The 2014 Midterm Was about Some Things

With all due respect, I don’t think this has been an election about nothing. Instead of a nationalized midterm election, we’ve had many elections about many issues. High levels of polarization were with us in 2006 and 2010 and those elections were deemed to be about issues because of foreign policy failure (Iraq) and massive partisan policy change (Obamacare) and the continued national effects of the housing crash. Polarization is not the reason nothing big happened to nationalize around and create a feeling of a single election.

During a midterm, it’s hard to appreciate that the relative calm on the surface probably hides ripples below. Our media coverage is built for the big national campaigns for the presidency. Not having big national themes makes them confused. Pundits are too lazy (and/or political reporters are too thinned out) to dive into the state and local races. Why bother when the polls show their aren’t many of those anyways? And of course, lack of competition doesn’t imply a lack of issues.

But even someone wanting to dig into sub-national politics has it rough. By many accounts campaigning has been shifting from broadcast and into personalized mailings, phone calls, GOTV-oriented door knocking, and targeted internet advertising. For instance just today, Derek Willis reports:

Spending on digital platforms like Facebook is now normal; nearly 500 federal candidates and committees reported direct payments to the social media company this cycle, and the national party committees paid hundreds of thousands of dollars for advertising on it. But other, smaller services that have sizable audiences are attracting attention, and money, from political campaigns.

Social media advertising and other targeted campaign techniques are all hard for pundits and researchers to see and almost certainly less likely to generate the appearance of big issue debates even if they are going on.

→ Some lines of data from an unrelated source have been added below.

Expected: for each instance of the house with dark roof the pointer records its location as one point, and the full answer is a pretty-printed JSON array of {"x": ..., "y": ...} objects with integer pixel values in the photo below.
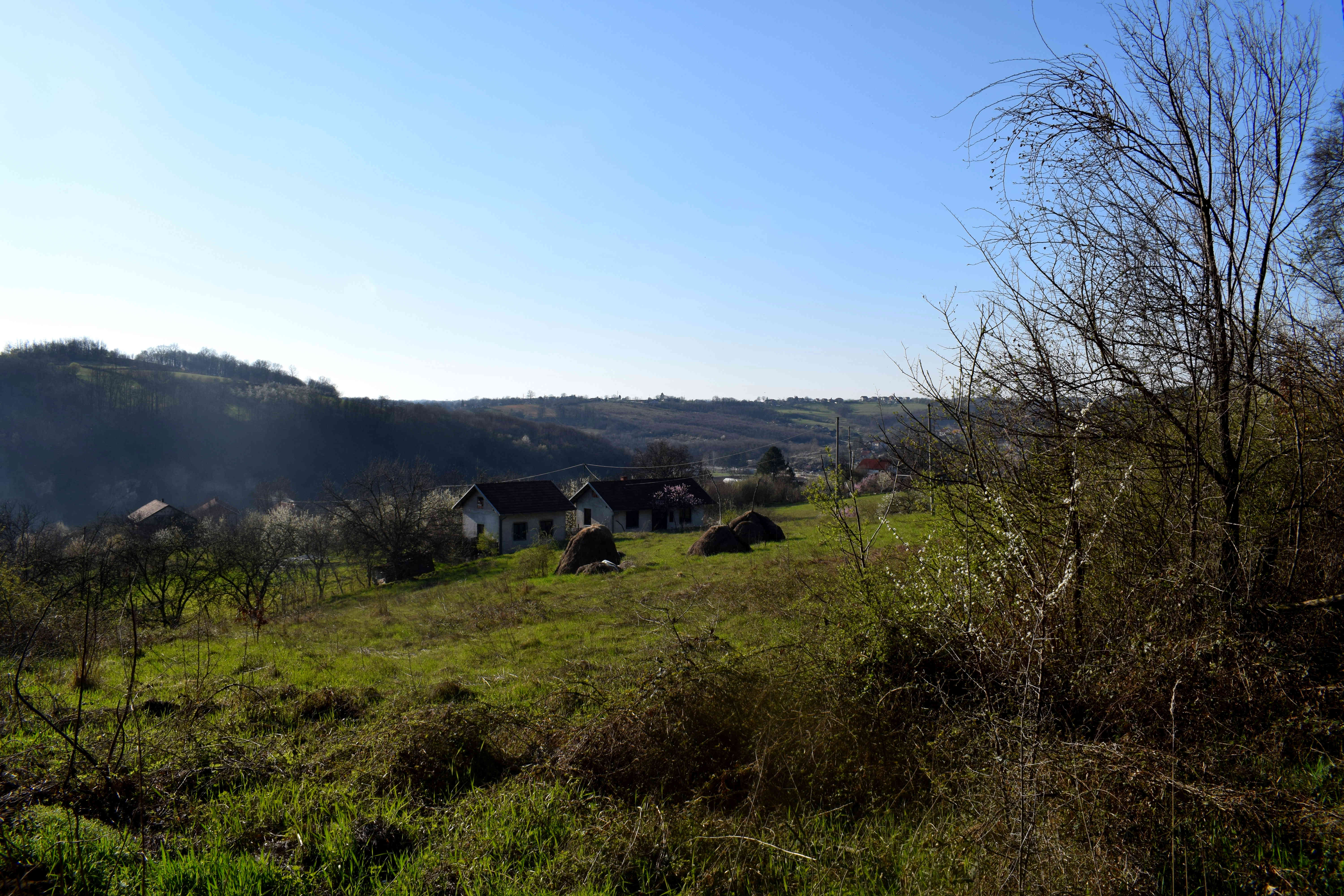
[
  {"x": 158, "y": 515},
  {"x": 517, "y": 514},
  {"x": 643, "y": 506}
]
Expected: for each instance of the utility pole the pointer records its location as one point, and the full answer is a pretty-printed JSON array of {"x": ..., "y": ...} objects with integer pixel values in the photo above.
[{"x": 929, "y": 416}]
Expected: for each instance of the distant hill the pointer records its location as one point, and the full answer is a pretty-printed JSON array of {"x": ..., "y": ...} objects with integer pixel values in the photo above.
[
  {"x": 732, "y": 433},
  {"x": 87, "y": 431}
]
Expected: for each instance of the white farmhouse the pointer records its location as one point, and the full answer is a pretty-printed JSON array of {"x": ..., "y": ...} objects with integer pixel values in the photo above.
[
  {"x": 643, "y": 506},
  {"x": 517, "y": 514}
]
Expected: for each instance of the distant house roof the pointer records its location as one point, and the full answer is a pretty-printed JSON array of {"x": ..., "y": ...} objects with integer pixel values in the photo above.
[
  {"x": 213, "y": 510},
  {"x": 155, "y": 508},
  {"x": 538, "y": 496},
  {"x": 639, "y": 495}
]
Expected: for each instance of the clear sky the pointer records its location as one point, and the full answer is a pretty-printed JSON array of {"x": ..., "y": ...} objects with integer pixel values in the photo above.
[{"x": 456, "y": 199}]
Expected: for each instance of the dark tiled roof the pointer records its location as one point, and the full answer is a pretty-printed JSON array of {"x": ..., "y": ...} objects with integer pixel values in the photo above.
[
  {"x": 151, "y": 510},
  {"x": 540, "y": 496},
  {"x": 639, "y": 495}
]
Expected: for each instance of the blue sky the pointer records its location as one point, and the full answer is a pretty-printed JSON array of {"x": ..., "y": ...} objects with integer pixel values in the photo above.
[{"x": 446, "y": 201}]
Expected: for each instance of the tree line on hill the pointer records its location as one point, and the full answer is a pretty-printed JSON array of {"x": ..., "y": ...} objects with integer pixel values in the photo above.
[{"x": 89, "y": 431}]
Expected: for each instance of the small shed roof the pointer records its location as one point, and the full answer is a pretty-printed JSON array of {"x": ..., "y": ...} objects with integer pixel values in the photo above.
[
  {"x": 155, "y": 507},
  {"x": 540, "y": 496},
  {"x": 639, "y": 495}
]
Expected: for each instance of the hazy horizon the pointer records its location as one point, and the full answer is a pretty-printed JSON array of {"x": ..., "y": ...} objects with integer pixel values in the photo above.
[{"x": 443, "y": 201}]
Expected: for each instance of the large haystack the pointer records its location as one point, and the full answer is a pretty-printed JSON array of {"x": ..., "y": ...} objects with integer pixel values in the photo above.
[
  {"x": 597, "y": 569},
  {"x": 718, "y": 539},
  {"x": 772, "y": 531},
  {"x": 588, "y": 546},
  {"x": 749, "y": 531}
]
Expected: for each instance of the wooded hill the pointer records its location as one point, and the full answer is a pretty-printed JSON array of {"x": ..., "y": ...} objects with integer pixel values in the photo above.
[
  {"x": 729, "y": 429},
  {"x": 88, "y": 431}
]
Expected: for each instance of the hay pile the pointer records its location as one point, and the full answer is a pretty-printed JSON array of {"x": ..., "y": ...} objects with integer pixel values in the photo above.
[
  {"x": 591, "y": 545},
  {"x": 718, "y": 539}
]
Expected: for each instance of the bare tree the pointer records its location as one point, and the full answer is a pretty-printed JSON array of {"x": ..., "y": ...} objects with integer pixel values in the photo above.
[
  {"x": 393, "y": 515},
  {"x": 174, "y": 567},
  {"x": 252, "y": 561},
  {"x": 1142, "y": 252},
  {"x": 662, "y": 460}
]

Also the Republicans found some self-respect (or common sense) and clammed-up about Obamacare and Benghazi and whatever else. But that seems like it has only happened in the last couple months. Clearly the GOP of June was trying to tackle policy issues the “Seinfeld view” would assure us have been settled. I’d agree that the Democrats don’t seem to have galvanized around a positive agenda but why should they when…

On the supply-side, it seems like a campaign season based on a realization that no result will move the needle very much. Divided government (particularly in the age of the filibuster) with a “Republican Senate” just isn’t that appealing to at least some or many activists. Better to keep the powder dry for 2016 when things will really matter and some of the advantages of the last redistricting are starting to wane. That’s ambition keeping issues down, not polarization.

Theoretically, I don’t think the authors have made a case that polarization nationally (and dimensional collapse) implies that Riker’s heresthetics are dead. Quite pointedly, Riker would probably argue the opposite should be happening. Which again makes me think the ambitious are waiting for 2016. That doesn’t explain the behavior going on in say the individual senate and gubernatorial races, but it could easily be the case that whatever is going on in the 8-10 interesting ones does in fact look like heresthetics and not merely turnout games.

With respect to Wisconsin I’d never call Walker/Burke a campaign about nothing and I doubt anyone in Wisconsin would either. It would belittle Walker’s tangible accomplishments at changing the status quo to do so. It’s a fair point to say this election might not be about new issues though. And that’s what the media wants (new new new), but it’s not clear the electorate needs to be fed something novel every two years. But since the Walker/Burke contest is about old issues, I’ve seen more national coverage about the Walker/Ryan ambition dynamic than the ideological struggle going on inside the state. And again, covering presidential politics is more fun for the national media or a pundit than picking through each states’ political debates to find all of the different campaigns about issues.